31 of 35 people found the following review helpful
into the fire of battle on the Eastern Front
, 15 Aug. 2004
This review is from: Tigers in the Mud: The Combat Career of German Panzer Commander Otto Carius (Stackpole Military History Series) (Paperback)
Otto Carius was one of the most successful Panzerkommandanten ever to take a Tiger tank into battle, claiming some 150 tanks destroyed and being decorated with the Oakleaves to the Knights Cross. This is his memoir and Stackpole are to be heartily congratulated for this cheap paperback edition of a long-out-print Fedorowicz classic.. When World War II broke out Carius had volunteered for 104th Infantry Placement Battalion in May of 1940. Following training, he was assigned to the 21st Panzer Regiment and experienced his first battle as a loader on a Panzer 38(t) during the "Barbarossa" operation in June of 1941. After about a year of war experience on the Eastern Front, Carius was accepted in an Officer Candidate Course and following its completion, was assigned to the 502nd Heavy Tank Battalion in April of 1943. Equipped with the new Tiger tanks, he was assigned as a tank commander to the 2nd Company of 502nd Tank Battalion. That summer, the 2nd Company was deployed to the Russian Leningrad Front and took part in several operations in that area. During that time, 502nd Tank Battalion was ordered to reinforce the front along with 11th SS Freiwillige Panzergrenadier Division "Nordland" at Narva Bridgehead. During one of his engagements, Carius destroyed four Soviet SU-85s and successfully withdrew without losses. In June of 1944, the company was transferred to Dunaburg (Daugavpils in Latvia) to defend the city from a concentrated Russian offensive. In the July of 1944, Russians outflanked the German defensive lines via the motorways west of Minsk and Borissov to Witebsk (same route was used by Germans in 1941). By using tanks in vast numbers, Soviets intended to divide the German occupied territory into small salients and then take port city of Riga. Since Riga is situated at the mouth of Dvina River, Dunaburg was an important strategic point for both Germans and Russians.
On 22 July 1944, 1st Lieutenant Otto Carius with his company of eight (early and mid production) Tigers advanced towards village of Malinava (northern suburb of Dunaburg) in order to halt the Russian advance. 1st Lieutenant Otto Carius and 1st Lieutenant Albert Kerscher (one of the most decorated commanders of sPzAbt 502) took a Kubelwagen in order to check if the village was already occupied by Russians.
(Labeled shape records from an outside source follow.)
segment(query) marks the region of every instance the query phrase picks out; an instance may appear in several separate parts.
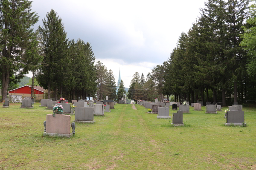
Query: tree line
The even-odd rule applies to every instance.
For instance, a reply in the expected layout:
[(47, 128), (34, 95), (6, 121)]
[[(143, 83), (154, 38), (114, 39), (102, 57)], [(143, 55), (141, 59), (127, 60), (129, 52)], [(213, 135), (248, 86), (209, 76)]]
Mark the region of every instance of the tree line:
[[(64, 24), (53, 9), (46, 14), (43, 24), (32, 27), (39, 17), (31, 11), (32, 1), (0, 2), (0, 74), (2, 99), (20, 79), (32, 73), (34, 79), (48, 90), (47, 98), (70, 99), (93, 96), (102, 99), (108, 95), (116, 99), (113, 73), (108, 72), (95, 56), (90, 43), (69, 40)], [(11, 85), (12, 87), (10, 86)], [(16, 87), (15, 86), (15, 87)]]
They discovered that village of Malinava was already occupied by the enemy. Carius recognized that the Russian tanks in the village were only advance troops waiting for the main force to arrive. He decided to recapture the village with a daring 'coup de main' before reinforcements arrived. He decided to attack the village using only two tanks because there was only one road leading to the village - six Tigers remained in reserve while Carius and Kerscher's Tigers moved towards the village of Malinava. Speed was the essence of Carius' strategy.
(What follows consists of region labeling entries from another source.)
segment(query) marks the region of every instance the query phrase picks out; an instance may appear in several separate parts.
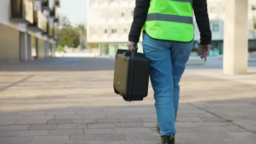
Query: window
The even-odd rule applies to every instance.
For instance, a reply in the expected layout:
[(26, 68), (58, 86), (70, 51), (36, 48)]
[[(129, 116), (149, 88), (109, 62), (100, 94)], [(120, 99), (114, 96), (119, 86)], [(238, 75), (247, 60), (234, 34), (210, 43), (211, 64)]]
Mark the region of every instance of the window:
[(117, 29), (111, 29), (112, 33), (116, 33), (117, 32)]
[(213, 31), (219, 31), (219, 25), (213, 25)]

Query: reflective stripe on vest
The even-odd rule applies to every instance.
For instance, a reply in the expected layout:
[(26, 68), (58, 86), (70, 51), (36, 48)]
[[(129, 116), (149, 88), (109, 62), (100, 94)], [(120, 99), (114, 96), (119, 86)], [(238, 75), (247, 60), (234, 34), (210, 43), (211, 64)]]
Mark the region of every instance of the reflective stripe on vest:
[(151, 0), (143, 29), (158, 39), (192, 41), (192, 4), (193, 0)]
[(192, 17), (158, 13), (148, 14), (146, 21), (166, 21), (193, 24)]

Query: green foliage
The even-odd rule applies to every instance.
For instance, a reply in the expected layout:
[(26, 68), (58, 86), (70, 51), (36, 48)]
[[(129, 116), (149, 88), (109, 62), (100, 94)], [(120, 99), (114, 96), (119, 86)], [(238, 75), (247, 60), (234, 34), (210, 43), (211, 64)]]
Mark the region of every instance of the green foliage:
[(67, 52), (65, 50), (65, 49), (64, 48), (64, 47), (63, 46), (60, 46), (58, 49), (57, 50), (57, 51), (63, 51), (65, 53)]
[(73, 28), (63, 28), (60, 31), (60, 45), (77, 47), (79, 43), (79, 34)]

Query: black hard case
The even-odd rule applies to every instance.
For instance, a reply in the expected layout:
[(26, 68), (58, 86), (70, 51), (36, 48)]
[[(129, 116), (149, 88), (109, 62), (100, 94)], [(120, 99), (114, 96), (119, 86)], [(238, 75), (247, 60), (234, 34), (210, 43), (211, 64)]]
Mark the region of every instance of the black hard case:
[(125, 101), (142, 100), (148, 95), (149, 60), (137, 50), (119, 49), (115, 55), (114, 89)]

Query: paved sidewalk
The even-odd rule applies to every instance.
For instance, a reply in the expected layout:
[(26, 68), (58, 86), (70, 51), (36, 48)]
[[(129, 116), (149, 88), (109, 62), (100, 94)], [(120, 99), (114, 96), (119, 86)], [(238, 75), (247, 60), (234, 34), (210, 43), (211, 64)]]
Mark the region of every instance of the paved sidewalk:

Entering the village, two T-34/85 tanks were observed rotating their turrets. At that moment, Kerscher's Tiger No.213, trailing Carius, opened fire and knocked them out. Also for the first time, Otto Carius encountered Russian's latest JS-1 (or possibly JS-2) heavy tank. Carius recalled that the entire battle lasted no more than 20 minutes - Carius and Kerscher's Tigers knocked out 17 Russian tanks during this brief but violent action. His quick and accurate recognition of the situation and the excellent tactics used were the main factors in the outcome; the Tiger's achievement at Malinava is perhaps as equally outstanding as Michael Wittmann's exploit at Villers-Bocage.
In November 1943, Otto Carius destroyed 10 Soviet T-34/76 tanks at distances as close as 50 metres. In August 1944, Otto Carius was transferred to Paderborn to the newly created schwere Panzerjager Abteilung 512 and was given command of the 2nd company. sPzJagAbt 512 was equipped with the massive Jagdtiger, armed with the 128mm Pak 44 L/55 gun. On 8 March 1945, 2nd company - its training incomplete - was directed to the frontline near Siegburg and participated in the defence of the River Rhine and eventually surrendered to the US Army on 15 April 1945.
All told, this is a fine - and rare - account of what it was to fight, live & die in the Tiger tank. The book is complete with reprinted period newspaper articles, both in the orginal German and in translated facsimile form and as such comes highly recommended.